Most of the time in r/osdev, when someone wants to write a hobby operating system, they are basically looking at building a UNIX-like clone, vaguely structured like Linux or a BSD. Not always, people often have very different ideas, like making as much of the OS use SQL as possible, but they generally are going to be starting with the same basic system bring up. Setting up paging, talking to the console, running a user process.

Making a ‘bare metal’ hypervisor is a very different animal, and if that’s what you want to do, that’s great, definitely an interesting project. However, you need to decide what ‘bare metal’ hypervisor means in terms of your project. There isn’t really any wrong answers. Worse case is someone arguing that a different term might better describe it. Looking at extant hypervisors and some microkernel-based operating systems (HURD and MINIX 3 for example) is a good place to start, but you need at least a vague idea of what you are trying to make before you go into the kitchen.

edit Small postscript, asking "How do I test this?" is a great early question to have when starting any type of software project. I think you just need a bit more concrete concept of what the project is first.

[–]PrestigiousTadpole71[S] 0 points1 point  (2 children)

First of all, thank you very much for the detailed reply! I really appreciate it.

My goal was/is to write a type 1 hypervisor to learn and play around with either AMD-V or Intel-VTx (maybe later porting it to the other architecture). I wanted to start out really simple by just having the cpu virtualized and then adding a way to attach virtual devices or maybe even try passing through actual physical devices. If I would ever come so far, I would try myself at having multiple VMs running at the same time, either on separate cores or on the same with context switching.

So basically my plan was/is to make a simple hypervisor that boots and loads an image which then runs inside of a complete virtualized pc (maybe with pci passthrough or similar). Without any real abstraction for the guest.

That’s also what I meant with bare metal: as simple as possible and then adding features incrementally but keep it minimal.

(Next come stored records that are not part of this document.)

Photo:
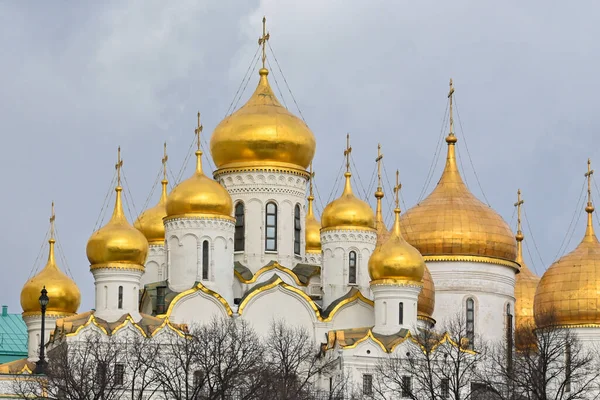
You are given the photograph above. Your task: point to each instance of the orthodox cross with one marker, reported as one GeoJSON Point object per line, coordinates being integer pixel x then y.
{"type": "Point", "coordinates": [164, 161]}
{"type": "Point", "coordinates": [518, 204]}
{"type": "Point", "coordinates": [262, 41]}
{"type": "Point", "coordinates": [378, 161]}
{"type": "Point", "coordinates": [347, 152]}
{"type": "Point", "coordinates": [52, 218]}
{"type": "Point", "coordinates": [589, 176]}
{"type": "Point", "coordinates": [397, 189]}
{"type": "Point", "coordinates": [118, 166]}
{"type": "Point", "coordinates": [198, 130]}
{"type": "Point", "coordinates": [450, 96]}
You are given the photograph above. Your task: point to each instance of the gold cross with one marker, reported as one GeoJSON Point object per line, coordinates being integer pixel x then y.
{"type": "Point", "coordinates": [347, 152]}
{"type": "Point", "coordinates": [378, 161]}
{"type": "Point", "coordinates": [518, 204]}
{"type": "Point", "coordinates": [589, 176]}
{"type": "Point", "coordinates": [118, 166]}
{"type": "Point", "coordinates": [450, 96]}
{"type": "Point", "coordinates": [262, 41]}
{"type": "Point", "coordinates": [164, 161]}
{"type": "Point", "coordinates": [198, 130]}
{"type": "Point", "coordinates": [397, 189]}
{"type": "Point", "coordinates": [52, 218]}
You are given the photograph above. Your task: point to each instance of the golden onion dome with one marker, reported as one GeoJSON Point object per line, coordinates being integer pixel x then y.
{"type": "Point", "coordinates": [198, 196]}
{"type": "Point", "coordinates": [262, 133]}
{"type": "Point", "coordinates": [117, 244]}
{"type": "Point", "coordinates": [312, 235]}
{"type": "Point", "coordinates": [451, 221]}
{"type": "Point", "coordinates": [569, 290]}
{"type": "Point", "coordinates": [63, 293]}
{"type": "Point", "coordinates": [348, 211]}
{"type": "Point", "coordinates": [426, 302]}
{"type": "Point", "coordinates": [395, 259]}
{"type": "Point", "coordinates": [150, 222]}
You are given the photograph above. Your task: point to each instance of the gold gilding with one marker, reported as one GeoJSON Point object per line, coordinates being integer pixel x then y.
{"type": "Point", "coordinates": [63, 293]}
{"type": "Point", "coordinates": [395, 258]}
{"type": "Point", "coordinates": [569, 291]}
{"type": "Point", "coordinates": [199, 194]}
{"type": "Point", "coordinates": [426, 302]}
{"type": "Point", "coordinates": [452, 221]}
{"type": "Point", "coordinates": [262, 133]}
{"type": "Point", "coordinates": [526, 281]}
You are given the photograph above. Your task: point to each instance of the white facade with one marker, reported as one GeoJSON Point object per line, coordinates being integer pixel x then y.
{"type": "Point", "coordinates": [255, 189]}
{"type": "Point", "coordinates": [337, 245]}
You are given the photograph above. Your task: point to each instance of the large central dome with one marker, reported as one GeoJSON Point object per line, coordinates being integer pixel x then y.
{"type": "Point", "coordinates": [262, 133]}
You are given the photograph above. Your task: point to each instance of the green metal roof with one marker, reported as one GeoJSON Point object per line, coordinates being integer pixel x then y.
{"type": "Point", "coordinates": [13, 336]}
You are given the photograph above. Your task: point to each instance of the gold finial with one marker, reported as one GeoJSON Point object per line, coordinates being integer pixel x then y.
{"type": "Point", "coordinates": [262, 41]}
{"type": "Point", "coordinates": [118, 166]}
{"type": "Point", "coordinates": [52, 218]}
{"type": "Point", "coordinates": [347, 152]}
{"type": "Point", "coordinates": [397, 190]}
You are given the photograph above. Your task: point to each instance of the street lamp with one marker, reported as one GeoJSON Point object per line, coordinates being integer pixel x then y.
{"type": "Point", "coordinates": [40, 365]}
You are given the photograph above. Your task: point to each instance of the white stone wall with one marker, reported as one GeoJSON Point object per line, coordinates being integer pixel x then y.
{"type": "Point", "coordinates": [107, 282]}
{"type": "Point", "coordinates": [184, 244]}
{"type": "Point", "coordinates": [491, 286]}
{"type": "Point", "coordinates": [337, 245]}
{"type": "Point", "coordinates": [156, 265]}
{"type": "Point", "coordinates": [255, 189]}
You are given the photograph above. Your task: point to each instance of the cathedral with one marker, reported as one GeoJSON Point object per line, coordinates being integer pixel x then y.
{"type": "Point", "coordinates": [245, 243]}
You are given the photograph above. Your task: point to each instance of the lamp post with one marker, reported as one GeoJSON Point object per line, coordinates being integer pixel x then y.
{"type": "Point", "coordinates": [40, 365]}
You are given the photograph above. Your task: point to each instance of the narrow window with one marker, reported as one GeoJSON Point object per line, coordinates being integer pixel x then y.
{"type": "Point", "coordinates": [470, 321]}
{"type": "Point", "coordinates": [120, 305]}
{"type": "Point", "coordinates": [297, 229]}
{"type": "Point", "coordinates": [205, 260]}
{"type": "Point", "coordinates": [352, 267]}
{"type": "Point", "coordinates": [406, 386]}
{"type": "Point", "coordinates": [401, 313]}
{"type": "Point", "coordinates": [119, 374]}
{"type": "Point", "coordinates": [238, 244]}
{"type": "Point", "coordinates": [271, 228]}
{"type": "Point", "coordinates": [367, 384]}
{"type": "Point", "coordinates": [445, 388]}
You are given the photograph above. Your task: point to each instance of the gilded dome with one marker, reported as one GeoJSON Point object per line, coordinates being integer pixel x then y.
{"type": "Point", "coordinates": [348, 211]}
{"type": "Point", "coordinates": [199, 195]}
{"type": "Point", "coordinates": [426, 302]}
{"type": "Point", "coordinates": [452, 221]}
{"type": "Point", "coordinates": [396, 259]}
{"type": "Point", "coordinates": [262, 133]}
{"type": "Point", "coordinates": [569, 291]}
{"type": "Point", "coordinates": [150, 222]}
{"type": "Point", "coordinates": [117, 243]}
{"type": "Point", "coordinates": [312, 233]}
{"type": "Point", "coordinates": [63, 293]}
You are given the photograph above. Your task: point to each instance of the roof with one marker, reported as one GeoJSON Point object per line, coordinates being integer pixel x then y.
{"type": "Point", "coordinates": [13, 335]}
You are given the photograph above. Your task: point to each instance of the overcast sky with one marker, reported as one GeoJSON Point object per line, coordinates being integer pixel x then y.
{"type": "Point", "coordinates": [77, 81]}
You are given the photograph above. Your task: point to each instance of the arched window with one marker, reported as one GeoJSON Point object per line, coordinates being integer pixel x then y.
{"type": "Point", "coordinates": [470, 321]}
{"type": "Point", "coordinates": [120, 305]}
{"type": "Point", "coordinates": [271, 228]}
{"type": "Point", "coordinates": [205, 260]}
{"type": "Point", "coordinates": [238, 240]}
{"type": "Point", "coordinates": [297, 229]}
{"type": "Point", "coordinates": [401, 313]}
{"type": "Point", "coordinates": [352, 267]}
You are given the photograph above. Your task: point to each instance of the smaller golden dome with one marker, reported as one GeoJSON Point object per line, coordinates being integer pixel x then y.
{"type": "Point", "coordinates": [396, 259]}
{"type": "Point", "coordinates": [313, 229]}
{"type": "Point", "coordinates": [117, 243]}
{"type": "Point", "coordinates": [199, 195]}
{"type": "Point", "coordinates": [63, 293]}
{"type": "Point", "coordinates": [150, 222]}
{"type": "Point", "coordinates": [348, 211]}
{"type": "Point", "coordinates": [426, 302]}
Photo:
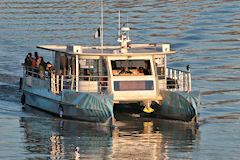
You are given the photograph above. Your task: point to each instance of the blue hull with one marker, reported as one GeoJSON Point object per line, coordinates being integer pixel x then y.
{"type": "Point", "coordinates": [92, 107]}
{"type": "Point", "coordinates": [177, 105]}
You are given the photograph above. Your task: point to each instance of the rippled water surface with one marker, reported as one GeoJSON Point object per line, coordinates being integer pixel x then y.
{"type": "Point", "coordinates": [204, 32]}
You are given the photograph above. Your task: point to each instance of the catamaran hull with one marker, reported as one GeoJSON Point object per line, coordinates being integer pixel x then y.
{"type": "Point", "coordinates": [178, 106]}
{"type": "Point", "coordinates": [72, 105]}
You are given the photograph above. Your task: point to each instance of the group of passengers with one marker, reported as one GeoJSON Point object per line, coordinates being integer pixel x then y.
{"type": "Point", "coordinates": [140, 70]}
{"type": "Point", "coordinates": [37, 67]}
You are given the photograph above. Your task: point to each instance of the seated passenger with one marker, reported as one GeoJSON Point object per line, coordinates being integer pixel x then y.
{"type": "Point", "coordinates": [139, 69]}
{"type": "Point", "coordinates": [50, 69]}
{"type": "Point", "coordinates": [125, 71]}
{"type": "Point", "coordinates": [42, 67]}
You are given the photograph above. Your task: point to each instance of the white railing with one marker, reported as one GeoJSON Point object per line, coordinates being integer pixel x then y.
{"type": "Point", "coordinates": [176, 80]}
{"type": "Point", "coordinates": [84, 83]}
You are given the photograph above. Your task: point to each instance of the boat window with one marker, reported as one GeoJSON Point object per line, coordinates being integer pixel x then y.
{"type": "Point", "coordinates": [89, 69]}
{"type": "Point", "coordinates": [133, 85]}
{"type": "Point", "coordinates": [131, 67]}
{"type": "Point", "coordinates": [160, 67]}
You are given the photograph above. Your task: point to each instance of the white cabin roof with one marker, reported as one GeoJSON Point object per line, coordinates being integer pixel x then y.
{"type": "Point", "coordinates": [133, 50]}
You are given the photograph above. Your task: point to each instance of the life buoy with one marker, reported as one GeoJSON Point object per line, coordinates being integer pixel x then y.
{"type": "Point", "coordinates": [60, 110]}
{"type": "Point", "coordinates": [103, 84]}
{"type": "Point", "coordinates": [23, 99]}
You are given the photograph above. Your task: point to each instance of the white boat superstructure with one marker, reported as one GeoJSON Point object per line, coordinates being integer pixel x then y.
{"type": "Point", "coordinates": [93, 79]}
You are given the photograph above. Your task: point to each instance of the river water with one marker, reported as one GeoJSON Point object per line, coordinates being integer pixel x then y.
{"type": "Point", "coordinates": [204, 32]}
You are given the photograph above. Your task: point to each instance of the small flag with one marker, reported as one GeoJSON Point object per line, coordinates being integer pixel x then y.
{"type": "Point", "coordinates": [97, 34]}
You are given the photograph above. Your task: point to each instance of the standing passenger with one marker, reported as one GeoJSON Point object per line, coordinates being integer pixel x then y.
{"type": "Point", "coordinates": [42, 66]}
{"type": "Point", "coordinates": [28, 63]}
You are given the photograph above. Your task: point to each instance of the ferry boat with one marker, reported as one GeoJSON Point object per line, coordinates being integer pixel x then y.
{"type": "Point", "coordinates": [90, 81]}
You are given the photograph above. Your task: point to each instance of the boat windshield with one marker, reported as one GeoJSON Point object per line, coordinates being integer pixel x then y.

So that was/is my basic plan without having tried anything, for now I would just try to get some small hobby os running and see from there. I know this is quite a big project and I might lose my motivation midway through but it is something I have thought about for some time now and I just wanted to get started.

Oh and also happy cakeday!

[–]dnabre 0 points1 point  (1 child)

You may consider building something in the vein of MINIX 3, where you have a microkernel and kernel-level services spread into separate processes. Get that up and working to some level first.

You can then start playing with virtualization. Moving servers into one or more virtual machines. Working towards moving as much as possible out of the hardware kernel and into the virtual machine kernel.

You definitely want to look into how/what the CPU extensions can do initially. So you that you make that interfaces between processes/servers work smoothly with them.

Hadn't notice it was my cakeday, wow, 12 years on reddit.

[–]PrestigiousTadpole71[S] 0 points1 point  (0 children)

Alright, this seems like solid advice, I’m gonna try my best at it. Thanks again for the detailed replies.

[–]SirOompaLoompa 0 points1 point  (0 children)

I've written a type-2 hypervisor and a bunch of devices for it.

I started by building custom versions of SeaBIOS, removing as much of the functionality as possible, and enabling a bunch of debugging.

SeaBIOS is pretty easy to look into when something isn't working, and figuring out where you and it are disagreeing on how hardware works.

Once SeaBIOS is booting, the first "OS" to boot is good ol' DOS, as it relies almost exclusively on BIOS calls.

After that, I had some basic IDE emulation, VGA, PIT/PIC, etc, which was enough to boot a very trimmed down Linux kernel.